Not many Kansas Democrats can say that in this Republican-rich state.
On Wednesday, Holland said that he may run for governor.
“I’m actively considering it,” he said.
If he won the Democratic nomination, he would presumably face U.S. Sen. Sam Brownback, R-Kan., a well-financed politician who has a presidential run on his resume.
Could Holland, who has little name recognition outside his northeast Kansas district, mount a credible challenge?
“Tom Holland is a tough competitor,” said Senate Democratic Leader Anthony Hensley of Topeka. “He puts his heart and soul into campaigns.”
Holland said he would make a decision soon.
Just 10 months from the November election, the Kansas Democratic Party is in need of a candidate.
Gov. Mark Parkinson, who came into office when former Gov. Kathleen Sebelius was selected to run the U.S. Department of Health and Human Services, has said he will not run for election. Kansas Democratic Party Chairman Larry Gates also considered running but took himself out of contention. Retired businessman Tom Wiggans, who only recently moved to Kansas, jumped into the race with Gates’ blessing, but then bowed out after news reports about a legal settlement involving his drug company raised questions.
Holland said he was not running simply to be a placeholder for the Democratic Party.
“If I made a decision to run, it will definitely be to win,” he said.
Holland represents the 3rd Senatorial District, which includes part of Douglas County, all of Jefferson County and Leavenworth County, except the cities of Leavenworth and Lansing. It covers the northern third of Lawrence and the communities of Baldwin City, Basehor, Easton, Eudora, Grantville, Linwood, McLouth, Meriden, Nortonville, Oskaloosa, Ozawkie, Perry, Tonganoxie and Valley Falls.
In 2008, Holland defeated incumbent Republican Roger Pine for the state Senate seat. In 2002, he defeated incumbent Republican Ralph Tanner for a House seat.
Holland is an information technology consultant. He and his wife, Barbara, have four children.
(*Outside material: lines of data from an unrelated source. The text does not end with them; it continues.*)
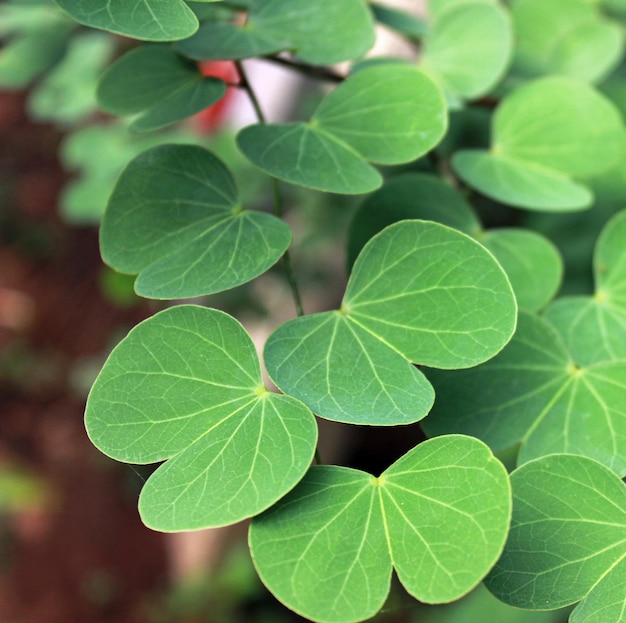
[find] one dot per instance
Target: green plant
(512, 110)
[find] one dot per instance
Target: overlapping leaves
(594, 327)
(419, 292)
(567, 541)
(439, 516)
(174, 219)
(321, 33)
(185, 385)
(533, 394)
(151, 20)
(545, 135)
(157, 84)
(531, 261)
(386, 114)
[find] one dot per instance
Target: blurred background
(72, 547)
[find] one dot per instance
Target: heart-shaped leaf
(468, 48)
(159, 85)
(151, 20)
(568, 37)
(567, 540)
(386, 114)
(542, 137)
(532, 393)
(439, 516)
(174, 219)
(531, 261)
(410, 299)
(594, 328)
(322, 33)
(186, 385)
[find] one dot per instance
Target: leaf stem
(278, 202)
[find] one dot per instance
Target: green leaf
(307, 156)
(159, 85)
(567, 37)
(567, 540)
(532, 393)
(439, 515)
(324, 33)
(468, 48)
(185, 385)
(174, 219)
(531, 261)
(410, 299)
(542, 137)
(151, 20)
(594, 328)
(385, 114)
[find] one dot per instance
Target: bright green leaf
(532, 393)
(159, 85)
(322, 33)
(567, 540)
(410, 299)
(185, 385)
(386, 114)
(567, 37)
(439, 514)
(468, 48)
(151, 20)
(173, 218)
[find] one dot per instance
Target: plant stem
(319, 73)
(278, 203)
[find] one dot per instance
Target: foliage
(475, 157)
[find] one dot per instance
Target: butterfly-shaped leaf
(151, 20)
(185, 386)
(439, 516)
(594, 327)
(531, 261)
(174, 219)
(567, 541)
(542, 137)
(158, 85)
(534, 394)
(321, 33)
(419, 292)
(386, 114)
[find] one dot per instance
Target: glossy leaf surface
(150, 20)
(185, 385)
(322, 33)
(174, 219)
(532, 393)
(385, 114)
(567, 541)
(410, 299)
(439, 516)
(158, 85)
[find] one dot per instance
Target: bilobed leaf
(322, 33)
(158, 85)
(388, 114)
(594, 328)
(541, 138)
(439, 515)
(567, 541)
(150, 20)
(534, 395)
(568, 37)
(174, 220)
(185, 385)
(468, 48)
(410, 299)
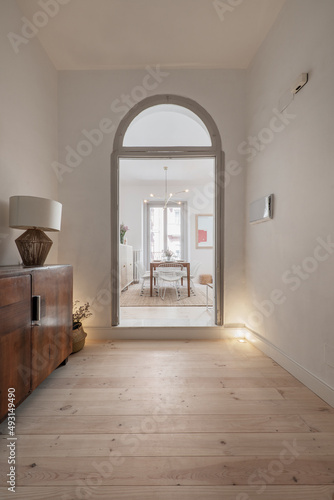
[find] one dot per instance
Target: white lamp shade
(29, 211)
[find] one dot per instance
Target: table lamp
(36, 215)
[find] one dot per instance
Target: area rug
(132, 298)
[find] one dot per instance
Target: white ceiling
(110, 34)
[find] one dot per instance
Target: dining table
(156, 263)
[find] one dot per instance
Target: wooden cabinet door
(52, 337)
(15, 339)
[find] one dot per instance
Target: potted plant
(78, 334)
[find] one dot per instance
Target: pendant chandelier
(168, 196)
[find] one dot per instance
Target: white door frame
(213, 151)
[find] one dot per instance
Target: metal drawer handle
(36, 308)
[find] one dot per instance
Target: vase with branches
(78, 334)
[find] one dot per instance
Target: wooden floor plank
(172, 420)
(163, 393)
(174, 445)
(174, 406)
(174, 381)
(115, 470)
(125, 424)
(170, 493)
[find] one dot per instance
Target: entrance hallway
(172, 420)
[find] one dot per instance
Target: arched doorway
(210, 147)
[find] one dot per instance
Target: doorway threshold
(166, 317)
(165, 333)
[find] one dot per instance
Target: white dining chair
(194, 268)
(169, 274)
Last year, Holland was highly critical of the Kansas Technology Enterprise Corp., which was established to promote technology-based development. Holland and some other legislators said KTEC had lost its effectiveness. Lawmakers considered abolishing the agency, but then decided to fund it at a lower level. Later, Holland was appointed to serve on the KTEC board.
While in the House, Holland introduced and helped pass several tax cuts for senior citizens and businesses.